Tak lupa dengan nasi putih hangat yang sebentar lagi akan matang.

"Wahh.. cumi balado, enak ma, baunya, jadi nggak sabar nyicipinnya". Aku memuji masakan mamaku ketika beliau sedang membalik tempe, di wajan tipis berwarna merah.

"Sabar, belum matang, nak". Jawab mama singkat karena fokus dengan tempe goreng yang hampir gosong.

"Jangan diajak ngomong dulu mama, karena lagi fokus goreng tempe biar nggak gosong". Kata mama tanpa melihat diriku karena masih fokus dengan tempe gorengnya.

Aku melihat ada 3 potong tahu ukuran besar, aku pun dengan sigap memotong tahu itu dengan bentuk persegi.

Memasak tahu goreng cukup mudah bagiku, tak perlu berpikir dengan berat.

Bumbunya pun cukup muda.

Hanya garam dan bawang putih di tumbuk sampai halus, kemudian di beri air secukupnya.

Tahu pun siap berenang kedalam larutan bumbu yang sudah aku tumbuk dengan halus.

Ku tunggu 5 menit dengan tujuan agar bumbunya meresap pada tahu yang akan aku goreng.

"Ma, ini gorengnya nunggu mama selesai goreng tempe atau di wajan lain?". Tanyaku pada mama.

"Tunggu mama selesai goreng tempe aja". Ucap mama.
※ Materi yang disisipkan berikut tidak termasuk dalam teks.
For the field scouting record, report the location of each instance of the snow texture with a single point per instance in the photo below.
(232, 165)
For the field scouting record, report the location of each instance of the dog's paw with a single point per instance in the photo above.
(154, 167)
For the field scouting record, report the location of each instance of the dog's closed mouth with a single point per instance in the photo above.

Aku menganggukkan kepala sebagai isyarat setuju dengan perkataan mama.

Sambil menunggu mama selesai menggoreng tempe, aku mengambil tablet ku dan membaca novelku yang telah terbit.

Alhamdulillah novelku selalu best seller.
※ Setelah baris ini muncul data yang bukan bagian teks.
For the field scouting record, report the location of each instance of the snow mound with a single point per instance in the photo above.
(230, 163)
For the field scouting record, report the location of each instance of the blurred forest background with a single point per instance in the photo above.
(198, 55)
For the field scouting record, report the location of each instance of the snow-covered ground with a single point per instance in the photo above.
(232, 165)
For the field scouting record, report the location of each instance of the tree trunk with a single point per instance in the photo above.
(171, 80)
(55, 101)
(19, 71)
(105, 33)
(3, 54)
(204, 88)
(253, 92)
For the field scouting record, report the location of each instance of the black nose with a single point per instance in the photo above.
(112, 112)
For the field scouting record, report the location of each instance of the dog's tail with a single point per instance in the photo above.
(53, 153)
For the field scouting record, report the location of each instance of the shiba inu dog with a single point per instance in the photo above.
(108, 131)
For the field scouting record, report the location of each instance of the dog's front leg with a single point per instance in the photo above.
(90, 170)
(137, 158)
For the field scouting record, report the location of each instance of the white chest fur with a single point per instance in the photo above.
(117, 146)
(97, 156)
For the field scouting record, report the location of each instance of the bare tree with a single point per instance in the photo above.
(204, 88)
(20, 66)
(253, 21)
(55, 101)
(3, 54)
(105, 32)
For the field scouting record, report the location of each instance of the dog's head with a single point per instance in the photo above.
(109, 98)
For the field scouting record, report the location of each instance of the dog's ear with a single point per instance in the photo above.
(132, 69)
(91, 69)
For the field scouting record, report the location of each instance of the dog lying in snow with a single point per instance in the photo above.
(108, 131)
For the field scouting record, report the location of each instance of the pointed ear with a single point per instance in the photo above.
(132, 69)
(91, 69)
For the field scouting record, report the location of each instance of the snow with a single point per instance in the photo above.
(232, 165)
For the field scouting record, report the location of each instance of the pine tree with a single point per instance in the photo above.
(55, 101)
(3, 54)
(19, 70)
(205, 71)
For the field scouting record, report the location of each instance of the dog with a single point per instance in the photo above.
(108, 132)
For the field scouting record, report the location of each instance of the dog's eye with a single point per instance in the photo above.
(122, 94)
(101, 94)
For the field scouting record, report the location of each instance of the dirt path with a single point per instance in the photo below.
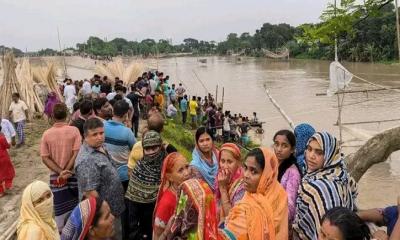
(28, 167)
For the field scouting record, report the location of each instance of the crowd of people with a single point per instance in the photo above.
(105, 184)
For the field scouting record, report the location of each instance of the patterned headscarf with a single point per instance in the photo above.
(234, 149)
(80, 220)
(326, 188)
(42, 215)
(145, 179)
(151, 138)
(302, 132)
(168, 164)
(263, 214)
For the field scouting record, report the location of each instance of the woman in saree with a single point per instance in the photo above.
(325, 185)
(230, 186)
(288, 172)
(51, 100)
(196, 213)
(91, 219)
(263, 211)
(175, 170)
(204, 163)
(303, 132)
(36, 220)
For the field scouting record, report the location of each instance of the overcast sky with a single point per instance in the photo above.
(32, 24)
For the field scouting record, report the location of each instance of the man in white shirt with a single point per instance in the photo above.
(8, 130)
(86, 87)
(70, 95)
(153, 86)
(180, 91)
(171, 110)
(18, 112)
Orang-orang selalu menyukai cerita dan alur yang aku buat.

"Fairuz, kamu lanjutkan saja membacanya, biar mama saja yang menggoreng tempenya". Pinta mama padaku.
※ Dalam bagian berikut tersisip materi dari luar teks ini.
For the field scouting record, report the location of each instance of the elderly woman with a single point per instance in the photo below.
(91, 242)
Aku berusaha untuk membantu mama, namun mama sepertinya mengetahui kalau aku sedang sangat sibuk dan capek akhir-akhir ini. Jadwal bedah buku, seminar dan meeting dengan karyawan ku dalam waktu yang hampir bersamaan membuat aku kelelahan.

Selain menulis, aku juga memiliki usaha kosmetik dan skincare yang sudah cukup terkenal di negeri ini. Selain itu, kadang juga aku di undang sebagai motivator bisnis oleh lembaga lembaga tertentu.

Memang tak bisa aku terima semua permintaan mereka, namun sebisa mungkin jika aku tak terlalu sibuk, dengan senang hati aku akan mengisi seminar mereka.

Aku senang jika orang-orang memandangku sebagai motivator mereka.

Sebuah hal yang baik. Tak sedikit yang memuji keberhasilan dan kesuksesanku.

Namun, tak jarang ada juga yang mencibir dan memandangku sebelah mata.

Aku tak mengetahui kenapa mereka memandangku sebelah mata.

Namun, yang aku dengar mereka mencibir karena aku belum menikah di umur kepala 3 ini.

Apakah itu aib? Ah, aku tak ingin berpikiran yang tidak-tidak. Bagiku menikah bukan soal umur, karena umur hanyalah angka.

Tetapi, pernikahan adalah tentang kesiapan.

Biarkan saja mereka mencibir, menghina dan memandangku sebelah mata.

Toh aku juga tidak rugi dengan hal itu.

Aku memilih untuk cuek saja, meskipun memang kadang omongan mereka membuat hatiku bak di tusuk dengan belati berkali kali.

Namun, ya sudahlah, aku juga tak ingin mengurusi hal yang tak bermanfaat bagiku.

Tak ada yang bisa ku lakukan kecuali hanya mengadukan kesedihanku kepada sang Pencipta. Aku tak pernah memperlihatkan kesedihanku pada malaikat yang telah melahirkan ku itu.

Kepergian ayah 3 tahun yang lalu, masih menyisakan luka dan pilu dalam hati mama.

Aku tak ingin menambah beban kesedihan mamaku.

Aku hanya ingin membuat mamaku tersenyum dan bahagia serta bangga melihatku, kakak - kakakku serta adik-adikku.

Semoga mama selalu tersenyum bahagia.

Hanya itu keinginanku, karena kebahagiaan mama adalah semangat bagiku.

I love you mama (Aku mencintaimu mama).